If you’re dealing with mild joint discomfort or post-workout soreness, adding a ginger supplement (standardized to around 10% gingerols) might help reduce inflammation and improve your day-to-day comfort. Aim for consistency, as the benefits appeared more clearly after repeated use and recovery.

Pump Up Your Diet
Soothing Ginger Lemon Tea

If ginger is going to help your joints and you don’t want to load up on supplements, you need a recipe you’ll actually want to consume. This drink is warm, mildly spicy, a little sweet, and easy enough to make every day.

Ingredients

  • 1-2 teaspoons freshly grated ginger (or 6-8 thin slices)

  • 1 cup hot water

  • Juice from ½ lemon

  • 1 teaspoon honey (to taste)

  • Optional: a pinch of cinnamon or turmeric

How to Make It

  1. Add the ginger to a mug.

  2. Pour hot (not boiling) water over it.

  3. Cover and steep for 5-10 minutes (the longer it steeps, the stronger it gets).

  4. Stir in lemon juice and honey.

  5. Add cinnamon or turmeric if you want extra flavor.

Better Today

Take any of these tips from today’s email and put them into action:

1. 96 Studies Exposed the Best Way to Fight Muscle Loss After 50

A meta-analysis of randomized controlled trials found that combining resistance training (3+ days per week), balance work (5-10 minutes daily), and adequate protein (1.2-2.2 g/kg) outperformed every other approach for preserving strength, mobility, and muscle mass. Protein without exercise barely moved the needle, and gadgets like EMS and vibration platforms ranked near the bottom.

2. The Daily Habit That Improves 5 Heart Health Markers (According to 55 Trials)

Researchers found that drinking green tea for 2-48 weeks improved total cholesterol, LDL, fasting blood sugar, HbA1c, and blood pressure compared to placebo. The benefits come from reduced cholesterol absorption, better insulin sensitivity, and lower metabolic stress over time.

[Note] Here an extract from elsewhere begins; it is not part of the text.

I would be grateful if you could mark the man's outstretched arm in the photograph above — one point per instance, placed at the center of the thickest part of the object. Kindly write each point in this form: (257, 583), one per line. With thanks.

3. The Cardio Debate Is Over: Both Approaches Burn the Same Fat

Scientists analyzed 11 studies using DEXA scans (the gold standard for body composition) and found no meaningful difference in fat loss between HIIT and steady-state cardio. Body fat percentage, belly fat, and BMI dropped equally. HIIT did improve cardio fitness, blood sugar, and cholesterol faster, but it doesn't lead to superior fat loss.

4. Why Ginger Might Be A Surprising Defense Against Post-Workout Soreness

A two-month trial found that a daily ginger supplement (standardized to 10% gingerols) reduced quad pain, joint stiffness, and inflammatory blood markers in people performing resistance training. The active compounds (gingerols and shogaols) block the same inflammatory pathways as NSAIDs, but with a different side-effect profile.